Just as Elizabeth Shepherd is a person on the mend, so is the neighbourhood of Parkdale—which becomes the allegory for Shepherd’s growth and exploration. As an up-and-coming area of the city, it mirrors Shepherd’s artistic career. She has written the majority of her songs in this lieu and the lyrics show a fondness mixed with aversion that one can only feel for something one has grown to love. Parkdale, the area, becomes synonymous with the theme of regeneration—a renaissance, for all intents and purposes. The self-proclaimed artistic hub of Toronto, Shepherd engages the listener in a character study of her niche and neighbours.
‘Parkdale’ is Elizabeth Shepherd’s follow-up full-length album to her acclaimed debut, ‘Start to Move’. Her quintet consists of Shepherd on piano and vocal, Scott Kemp on bass, Colin Kingsmore on drums, Roman Tome on percussion and William Sperandei on trumpet. Produced by applauded British Indie-Jazz sensation Ben Lamdin of Nostalgia 77, Parkdale is an older, wiser Shepherd teamed with her ever youthful, graceful soul. The words speak of longing and despair. Underlying the pain of growth and turmoil it brings, is the of assurance of light at the other end and the promise of wisdom that only time and experience can impart. Shepherd speaks to her audience about her condition—candidly singing her heart on her sleeve.
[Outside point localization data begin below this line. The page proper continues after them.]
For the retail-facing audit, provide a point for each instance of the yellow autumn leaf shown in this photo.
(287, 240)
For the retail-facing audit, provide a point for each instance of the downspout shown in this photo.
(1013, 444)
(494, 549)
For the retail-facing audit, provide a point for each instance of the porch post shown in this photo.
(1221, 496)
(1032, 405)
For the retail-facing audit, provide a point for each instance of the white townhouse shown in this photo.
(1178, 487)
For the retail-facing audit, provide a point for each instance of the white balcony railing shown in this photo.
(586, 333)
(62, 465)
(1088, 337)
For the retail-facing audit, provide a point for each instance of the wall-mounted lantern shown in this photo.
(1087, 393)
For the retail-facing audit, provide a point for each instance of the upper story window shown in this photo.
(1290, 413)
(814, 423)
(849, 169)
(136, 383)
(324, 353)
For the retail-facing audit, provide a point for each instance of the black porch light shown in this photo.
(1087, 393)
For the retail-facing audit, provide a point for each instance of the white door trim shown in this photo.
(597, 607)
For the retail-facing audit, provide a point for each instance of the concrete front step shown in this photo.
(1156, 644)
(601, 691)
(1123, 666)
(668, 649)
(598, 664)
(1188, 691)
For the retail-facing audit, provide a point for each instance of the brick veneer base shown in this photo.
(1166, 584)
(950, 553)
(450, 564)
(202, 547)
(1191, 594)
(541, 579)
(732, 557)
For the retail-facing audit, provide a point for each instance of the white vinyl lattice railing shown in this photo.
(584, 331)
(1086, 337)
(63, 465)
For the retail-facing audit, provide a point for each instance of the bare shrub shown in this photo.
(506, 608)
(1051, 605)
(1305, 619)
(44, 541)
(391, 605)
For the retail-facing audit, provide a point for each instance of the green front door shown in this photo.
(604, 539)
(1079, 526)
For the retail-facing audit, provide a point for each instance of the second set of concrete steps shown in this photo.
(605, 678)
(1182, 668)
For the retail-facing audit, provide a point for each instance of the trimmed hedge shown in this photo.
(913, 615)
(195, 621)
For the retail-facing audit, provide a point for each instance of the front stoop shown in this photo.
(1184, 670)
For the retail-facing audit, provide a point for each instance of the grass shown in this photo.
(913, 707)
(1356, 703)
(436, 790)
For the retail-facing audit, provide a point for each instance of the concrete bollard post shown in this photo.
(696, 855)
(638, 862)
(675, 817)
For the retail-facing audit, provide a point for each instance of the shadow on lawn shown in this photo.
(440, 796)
The mood of ‘Parkdale’ tracks the emotional whirlwind of human experience. The album explores what everyone fears the most; total openness, divulging your innermost humanity. “Parkdale”, the title track, explores the nuances brokeness within the community. Leading the listener through her story. “I’ve always found strange the massive discrepancy between the highly emotional events that shape our personal lives, that we generally don’t share, and the completely mundane events that insidiously make their way into conversation.” “Sicilienne” featuring the renowned Toronto’s Jazz guitarist Reg Schwager, speaks directly to the related theme of longing. There is nothing more universal than the longing – most would reluctantly say they’re all too familiar with its shades. Unabashedly honest emotion, Shepherd’s lyrics resonate through their innocent frankness.